Ionizing radiation shatters DNA into fragments, and it has long been thought that this is what makes it so dangerous for living organisms. Now, a research team led by M.J. Daly from the Uniformed Services University of the Health Sciences, Bethesda, MD, found a different explanation:
The degree of resistance against ionizing radiation is determined by the level of oxidative protein damage caused during irradiation and not by the damage of the DNA.
By irradiating Deinococcus radioduraans, a bacterium that can survive doses of ionising radiation thousands of times stronger than would kill a human, Daly's team found that the resilience of a cell's repair proteins is linked to the concentration of manganese ions in the cell.
The results of this research have been published March 20 in the open source journal PLOS Biology. Manganese (II) prevents oxidative damage to repair proteins and allows them to swing into action after radiation has damaged DNA.

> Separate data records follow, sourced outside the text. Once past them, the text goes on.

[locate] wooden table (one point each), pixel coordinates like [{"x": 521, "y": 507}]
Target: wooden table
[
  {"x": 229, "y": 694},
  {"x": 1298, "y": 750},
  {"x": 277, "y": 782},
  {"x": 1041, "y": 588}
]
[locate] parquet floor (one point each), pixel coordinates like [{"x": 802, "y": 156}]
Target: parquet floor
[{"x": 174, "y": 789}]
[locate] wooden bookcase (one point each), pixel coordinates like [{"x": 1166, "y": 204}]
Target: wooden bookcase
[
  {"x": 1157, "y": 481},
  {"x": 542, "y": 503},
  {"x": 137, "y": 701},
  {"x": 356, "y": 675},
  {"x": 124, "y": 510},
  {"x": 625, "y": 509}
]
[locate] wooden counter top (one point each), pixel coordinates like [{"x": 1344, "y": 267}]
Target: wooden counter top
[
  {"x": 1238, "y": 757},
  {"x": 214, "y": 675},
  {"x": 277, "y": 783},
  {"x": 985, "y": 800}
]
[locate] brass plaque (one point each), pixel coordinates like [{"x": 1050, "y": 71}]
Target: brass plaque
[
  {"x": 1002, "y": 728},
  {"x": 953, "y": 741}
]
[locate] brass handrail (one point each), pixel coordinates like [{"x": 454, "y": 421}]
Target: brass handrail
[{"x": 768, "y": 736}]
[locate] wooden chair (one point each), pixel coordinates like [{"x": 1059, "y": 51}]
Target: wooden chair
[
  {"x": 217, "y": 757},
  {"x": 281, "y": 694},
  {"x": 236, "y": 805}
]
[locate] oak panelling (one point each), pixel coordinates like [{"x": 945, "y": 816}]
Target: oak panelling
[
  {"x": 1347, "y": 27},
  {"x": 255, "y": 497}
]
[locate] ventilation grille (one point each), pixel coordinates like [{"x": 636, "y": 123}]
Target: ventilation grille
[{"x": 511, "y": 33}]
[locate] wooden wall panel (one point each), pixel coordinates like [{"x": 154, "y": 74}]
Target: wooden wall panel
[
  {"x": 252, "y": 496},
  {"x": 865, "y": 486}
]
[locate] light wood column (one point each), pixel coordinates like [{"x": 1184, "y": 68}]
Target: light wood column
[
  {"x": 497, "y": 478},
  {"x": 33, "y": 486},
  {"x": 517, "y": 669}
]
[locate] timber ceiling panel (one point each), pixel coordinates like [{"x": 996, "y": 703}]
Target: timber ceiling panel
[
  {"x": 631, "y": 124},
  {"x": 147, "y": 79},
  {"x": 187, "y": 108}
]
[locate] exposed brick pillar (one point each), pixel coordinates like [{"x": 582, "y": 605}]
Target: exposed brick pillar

The implication is that the degree of resistance is not depending on
the stability of DNA but on the functioning of repair proteins. In essence this means that it doesn't matter if the DNA is broken up, as long as it can be repaired by undamaged repair proteins.
Daly speculates that it may be possible to deliver Deinococcus repair proteins into animal cells and so increase radiation resistance. This could be useful in space travel, where radiation sickness is a potential problem on long interplanetary journey or could help cancer patients by reducing side-effects of radiation therapy.
The original study:
Michael J. Daly, Elena K. Gaidamakova, Vera Y. Matrosova, Alexander Vasilenko, Min Zhai, Richard D. Leapman, Barry Lai, Bruce Ravel, Shu-Mei W. Li, Kenneth M. Kemner, James K. Fredrickson,
Protein Oxidation Implicated as the Primary Determinant of Bacterial Radioresistance, PLoS Biol 5(4): e92.